I want to build a NAS using mdadm for the RAID and btrfs for the bitrot detection. I have a fairly basic setup, combining 3 1TB disks with mdadm to a RAID5, than btrfs on top of that.
I know that mdadm cannot repair bitrot. It can only tell me when there are mismatches but it doesn't know which data is correct and which is faulty. When I tell mdadm to repair my md0 after I simulate bitrot, it always rebuilds the parity. Btrfs uses checksums so it knows which data is faulty, but it cannot repair the data since it cannot see the parity.
I can however run a btrfs scrub and read the syslog to get the offset of the data that did not match its checksum. I then can translate this offset to a disk and a offset on that disk, because I know the data start offset of md0 (2048 * 512), the chunk size (512K) and the layout (left-symmetric). The layout means that in my first layer the parity is on the third disk, in the second layer on the second disk, and in the third layer on the first disk.
Combining all this data and some more btrfs on disk-format knowledge, I can calculate exactly which chunk of which disk is the faulty one. However, I cannot find a way to tell mdadm to repair this specific chunk.
I already wrote a script which swaps the parity and the faulty chunk using the dd command, then starts a repair with mdadm and then swaps them back, but this is not a good solution and I would really want mdadm to mark this sector as bad and don't use it again.
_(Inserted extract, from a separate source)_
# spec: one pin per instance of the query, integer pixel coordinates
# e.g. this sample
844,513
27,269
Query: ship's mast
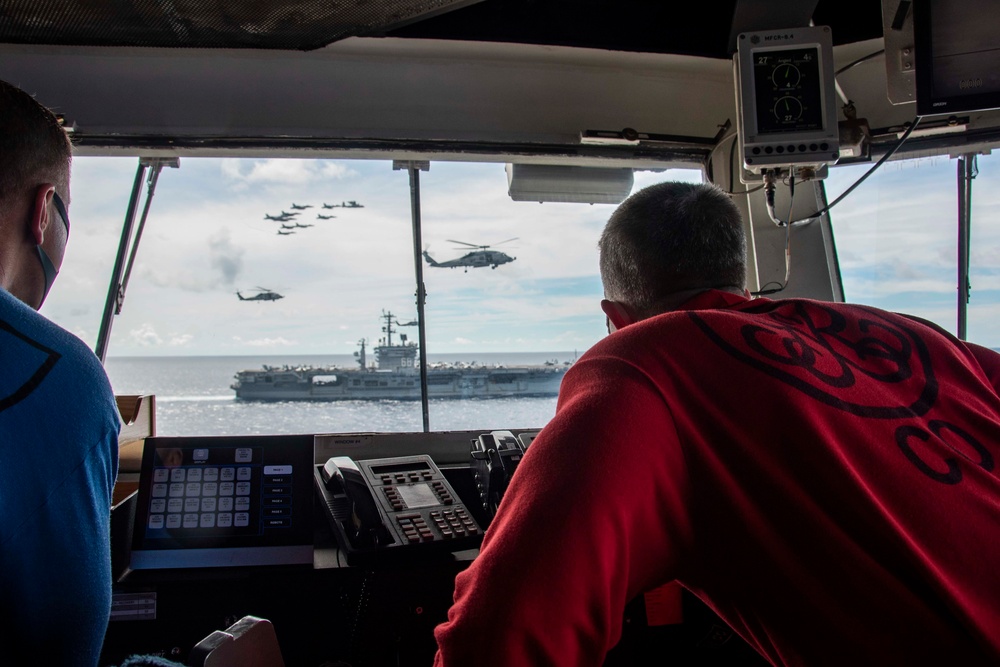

Since it started to rot, chances are high it will do it again.
My question is: is there any way to tell mdadm to repair a single chunk (which is not the parity) and possibly even mark a disk sector as bad? Maybe creating a read io error?
( And I know ZFS can do all this all by itself, but I don't want to use ECC memory )
Edit: this question / answer is about how btrfs RAID6 is unstable and how ZFS is much more stable / useable. That does not address my question about how to repair a single known faulty chunk with mdadm.